Reader-Submitted Time Organization Tips
- I used to get myself into these messes where I couldn’t get things done because of a “ack of time.” I finally figured out the reason. I kept underestimating the time I thought I needed to get things done. So, come the end of the day, I was so far behind that I was missing appointments and having to put things off. Nowadays, whenever I estimate the time to do something, I always double it. I might even triple it if I suspect I could run into some problems. Now I’m not falling behind any more. (And my estimates come closer to the actual time things take to do!)
- Ever since she was a kid, my little sister had the problem of sleeping right though the morning alarm clock. Then she would have to rush around to get to school on time (later, it was a problem getting to work).
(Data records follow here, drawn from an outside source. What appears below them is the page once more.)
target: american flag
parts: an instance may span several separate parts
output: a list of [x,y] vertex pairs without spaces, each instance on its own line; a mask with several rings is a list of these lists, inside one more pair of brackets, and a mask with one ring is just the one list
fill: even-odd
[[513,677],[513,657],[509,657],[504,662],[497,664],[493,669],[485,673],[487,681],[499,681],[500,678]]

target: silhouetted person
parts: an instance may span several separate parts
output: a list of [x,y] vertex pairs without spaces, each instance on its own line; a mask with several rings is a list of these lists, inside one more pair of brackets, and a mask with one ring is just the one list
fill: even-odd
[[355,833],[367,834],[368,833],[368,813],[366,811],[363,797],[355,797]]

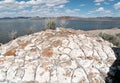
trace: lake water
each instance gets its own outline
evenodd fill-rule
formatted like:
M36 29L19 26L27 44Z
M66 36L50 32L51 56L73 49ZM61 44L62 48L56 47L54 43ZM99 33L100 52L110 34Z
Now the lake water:
M74 28L81 30L93 29L108 29L120 27L120 21L78 21L78 20L57 20L56 26L61 27L61 24L66 28ZM45 20L30 20L30 19L12 19L0 20L0 42L6 43L10 39L11 32L16 31L17 37L26 35L30 29L34 32L40 31L46 27Z

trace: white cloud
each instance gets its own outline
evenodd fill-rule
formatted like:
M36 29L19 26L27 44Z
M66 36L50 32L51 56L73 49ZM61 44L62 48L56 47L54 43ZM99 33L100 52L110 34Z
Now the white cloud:
M95 5L101 5L100 3L96 3Z
M110 10L104 9L104 7L99 7L96 10L89 11L88 14L101 14L102 16L111 16L112 12Z
M68 0L2 0L0 1L0 17L8 16L55 16L62 15Z
M85 4L80 4L81 7L85 6Z
M96 11L97 11L97 12L104 12L105 9L104 9L103 7L100 7L100 8L98 8Z
M115 8L115 9L119 9L119 8L120 8L120 2L114 4L114 8Z
M94 2L97 2L97 3L99 3L99 2L103 2L104 0L94 0Z
M109 0L109 1L114 1L114 0Z

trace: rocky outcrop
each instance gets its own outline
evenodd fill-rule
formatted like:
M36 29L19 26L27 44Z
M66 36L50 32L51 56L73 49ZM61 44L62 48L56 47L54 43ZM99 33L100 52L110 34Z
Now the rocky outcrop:
M0 47L0 83L104 83L111 45L63 28L19 37Z

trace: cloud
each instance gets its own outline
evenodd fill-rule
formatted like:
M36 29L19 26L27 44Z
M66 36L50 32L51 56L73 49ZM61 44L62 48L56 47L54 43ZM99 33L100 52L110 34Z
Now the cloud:
M98 9L95 10L96 12L104 12L104 13L111 13L110 10L105 10L104 7L99 7Z
M109 1L114 1L114 0L109 0Z
M0 17L16 16L55 16L62 15L68 0L2 0L0 1Z
M98 5L101 5L101 4L100 4L100 3L96 3L95 5L97 5L97 6L98 6Z
M96 12L104 12L104 11L105 11L105 9L103 7L100 7L96 10Z
M103 2L104 0L94 0L94 2L97 2L97 3L99 3L99 2Z
M85 4L80 4L81 7L85 6Z
M115 9L119 9L119 8L120 8L120 2L114 4L114 8L115 8Z
M104 9L104 7L99 7L96 10L89 11L88 14L96 14L96 15L101 14L102 16L111 16L112 12L110 10Z

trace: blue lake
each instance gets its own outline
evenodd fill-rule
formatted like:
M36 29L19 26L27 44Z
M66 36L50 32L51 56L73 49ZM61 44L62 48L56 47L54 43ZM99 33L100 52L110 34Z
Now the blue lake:
M56 27L61 27L61 24L66 28L94 30L108 29L120 27L120 21L79 21L79 20L57 20ZM26 35L32 28L34 32L40 31L46 27L46 20L30 20L30 19L12 19L0 20L0 42L6 43L10 39L9 34L12 31L17 32L17 37Z

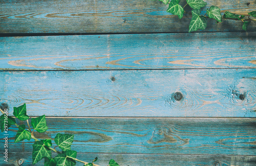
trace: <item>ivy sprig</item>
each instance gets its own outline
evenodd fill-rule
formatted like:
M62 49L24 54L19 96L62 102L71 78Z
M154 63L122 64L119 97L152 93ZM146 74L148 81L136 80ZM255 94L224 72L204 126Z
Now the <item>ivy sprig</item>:
M71 145L74 140L74 134L57 133L54 138L54 142L61 152L52 148L52 140L51 139L38 139L33 135L33 132L36 130L38 132L42 133L48 129L45 115L31 119L32 131L29 123L29 116L27 114L26 104L18 107L13 107L13 114L16 118L20 121L27 121L28 129L26 129L26 125L18 125L16 123L15 118L8 115L0 109L3 114L0 116L0 127L1 132L8 132L8 128L13 125L18 127L16 134L14 143L25 139L30 140L31 138L35 140L32 145L32 164L35 164L38 161L45 159L45 166L75 166L76 162L83 163L87 166L100 166L95 164L98 158L96 157L92 162L87 162L76 158L77 152L71 150ZM58 154L54 158L52 157L52 151ZM116 161L111 159L108 166L120 166Z
M177 15L179 18L181 19L183 15L186 13L184 8L186 6L188 6L191 8L192 18L190 20L188 32L196 31L198 30L204 30L206 28L206 18L212 18L217 21L217 23L222 21L223 18L234 19L240 20L243 22L243 30L246 31L248 26L252 21L256 21L256 19L251 18L250 17L256 17L256 11L252 11L248 13L249 16L248 18L245 19L245 16L236 14L228 11L224 13L222 16L220 9L214 6L211 6L206 10L206 13L204 15L200 15L201 9L204 7L207 3L203 0L186 0L186 4L182 7L179 5L180 0L159 0L164 4L169 4L167 12L174 15Z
Knowing she had this problem, she got as much of her morning “work” done the night before as she could. She would have her morning breakfast set out and ready to eat (cold cereal). She bought one of those coffee pots you could program to make coffee at a certain hour, and she set it for breakfast time. She had all the clothing she would wear the next day ironed and set out on a single hangar, the shoes she would wear beside them. She had all her jewelry, her watch, and her glasses in a single basket on a table near the clothes.
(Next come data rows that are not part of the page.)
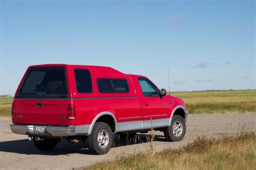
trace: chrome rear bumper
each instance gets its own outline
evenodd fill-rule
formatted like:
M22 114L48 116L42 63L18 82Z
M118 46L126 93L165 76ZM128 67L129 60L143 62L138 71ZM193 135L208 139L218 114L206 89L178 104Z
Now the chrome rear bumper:
M80 126L45 126L45 132L36 132L33 125L13 124L10 125L11 131L15 133L26 134L29 136L68 137L73 136L86 136L89 125Z

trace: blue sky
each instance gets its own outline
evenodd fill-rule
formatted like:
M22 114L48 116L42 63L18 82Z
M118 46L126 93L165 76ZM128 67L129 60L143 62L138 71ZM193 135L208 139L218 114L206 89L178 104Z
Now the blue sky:
M0 1L1 91L30 65L111 66L170 90L255 88L254 1Z

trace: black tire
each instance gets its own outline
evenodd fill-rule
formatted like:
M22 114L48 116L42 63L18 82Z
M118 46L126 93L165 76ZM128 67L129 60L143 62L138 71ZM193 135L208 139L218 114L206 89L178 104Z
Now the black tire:
M51 151L58 144L57 139L44 139L43 140L36 140L33 138L33 141L36 148L41 151Z
M125 140L130 140L130 139L134 139L136 137L137 133L118 133L118 137L122 139Z
M180 125L181 125L182 128L181 132L181 126ZM174 128L177 129L177 131L175 131L175 132L173 132ZM167 140L169 141L178 141L181 140L184 137L186 134L186 122L183 118L179 115L173 115L171 126L168 127L164 133Z
M107 139L109 141L106 146L104 146L104 144L102 145L102 144L100 144L102 146L100 146L100 144L98 143L98 135L100 132L103 132L102 133L103 136L105 137L107 134L109 136ZM106 133L106 132L107 133ZM111 148L112 141L113 133L109 125L104 122L95 123L91 134L89 135L87 138L88 147L92 153L95 154L104 154L107 153Z

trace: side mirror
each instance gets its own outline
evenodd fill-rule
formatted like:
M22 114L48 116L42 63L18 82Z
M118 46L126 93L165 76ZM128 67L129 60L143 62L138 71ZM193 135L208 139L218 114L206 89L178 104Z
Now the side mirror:
M160 91L160 95L161 96L164 96L166 95L167 91L165 89L161 89L161 91Z

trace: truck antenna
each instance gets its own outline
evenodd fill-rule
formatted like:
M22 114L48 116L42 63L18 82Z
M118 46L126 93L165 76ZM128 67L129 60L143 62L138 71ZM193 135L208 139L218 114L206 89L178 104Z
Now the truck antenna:
M167 68L168 69L168 93L169 93L170 96L170 75L169 75L169 65L167 65Z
Before she changed her schedule, she would pack her lunch in the morning, but that was taking up so much time. she began buying her lunch. That had the added benefit of getting her out of the office for a while, too.
She kept oversleeping, though, and she finally solved the problem once and for all by setting up a business she could run at home and that didn’t depend on her getting up early every day.
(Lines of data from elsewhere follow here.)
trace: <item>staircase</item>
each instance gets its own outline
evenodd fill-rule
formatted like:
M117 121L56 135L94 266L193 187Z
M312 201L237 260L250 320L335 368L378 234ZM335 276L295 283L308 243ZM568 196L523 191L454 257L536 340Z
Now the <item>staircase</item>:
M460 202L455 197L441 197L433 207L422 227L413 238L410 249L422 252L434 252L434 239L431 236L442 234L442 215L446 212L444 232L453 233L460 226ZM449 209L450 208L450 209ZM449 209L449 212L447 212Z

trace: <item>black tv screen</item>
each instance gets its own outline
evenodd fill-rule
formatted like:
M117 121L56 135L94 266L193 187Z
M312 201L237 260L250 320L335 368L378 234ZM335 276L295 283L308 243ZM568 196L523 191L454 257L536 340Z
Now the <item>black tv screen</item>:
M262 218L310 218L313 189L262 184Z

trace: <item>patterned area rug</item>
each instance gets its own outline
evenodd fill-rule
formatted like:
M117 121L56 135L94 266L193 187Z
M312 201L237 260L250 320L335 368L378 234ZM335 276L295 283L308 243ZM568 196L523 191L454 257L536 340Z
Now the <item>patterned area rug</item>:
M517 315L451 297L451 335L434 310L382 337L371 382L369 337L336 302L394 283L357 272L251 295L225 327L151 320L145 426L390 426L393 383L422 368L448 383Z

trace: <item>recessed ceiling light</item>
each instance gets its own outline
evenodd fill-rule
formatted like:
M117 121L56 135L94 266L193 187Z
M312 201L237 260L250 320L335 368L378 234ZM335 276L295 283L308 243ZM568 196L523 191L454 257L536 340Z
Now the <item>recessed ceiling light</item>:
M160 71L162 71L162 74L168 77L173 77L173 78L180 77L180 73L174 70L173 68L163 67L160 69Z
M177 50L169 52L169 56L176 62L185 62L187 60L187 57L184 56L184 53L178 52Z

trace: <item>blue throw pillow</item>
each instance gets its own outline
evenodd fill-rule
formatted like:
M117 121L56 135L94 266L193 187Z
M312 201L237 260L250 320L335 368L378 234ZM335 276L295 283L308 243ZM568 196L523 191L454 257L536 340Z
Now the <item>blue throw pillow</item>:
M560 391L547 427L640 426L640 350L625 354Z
- I used to have to carry around one of those big, fat “day timer” books, I wrote in it everything I was going to do that day, that week, that month, that year, and that century. I think I spent more time organizing tasks than actually doing them.
I got rid of that thing when those little hand-held personal assistants came out – PDA’s or whatever they call those little computers with the tiny keys. Mine is great, but I suspect I could easily get by with one of those “Things To Do” lists. You don’t have to worry about a battery going dead on one of those. Besides, crossing items off a list as you complete them gives you a big sense of satisfaction. I’m not kidding!
- It’s easy to procrastinate and get behind schedule when you’ve got a bunch of things to do that are tedious or downright unpleasant. That’s the way I feel about housework. (Doesn’t everybody?) But that stuff has got to be done.
I set an egg timer so that I work for 30 minutes. It’s easier when you know you’ll only be spending 30 minutes working. Then I’ll reward myself with a 15 minute break doing something fun, like reading a book. The timer keeps me from making the breaks too long. I get all the chores done quickly, I haven’t wasted any time, and I manage to schedule in some leisure time.
- I took some index cards and labeled them Job, House, School, Trips, Scouts, Church, Purchases, Events, Bills, and [!!!]. That last one is for things that need to be done ASAP. I taped the cards along the top of a big whiteboard set up in the kitchen where everyone can see it. Along the left side, I wrote the days of the week. Under each heading, any of us can place Post-It notes, each one having a task that needs to be done by a particular day. Whoever takes on a chore can carry the note with him and toss it when the task is done. My husband accused me of being obsessive-compulsive about this, but since I began using this method, we get so much more done and end up having more time to have fun.
- If you’re not good at organizing, hand off that task to someone who is while you concentrate your efforts within your strong areas. As things go along, be prepared to change and revise duties so that people in your group don’t burn out by giving more than they can comfortably handle.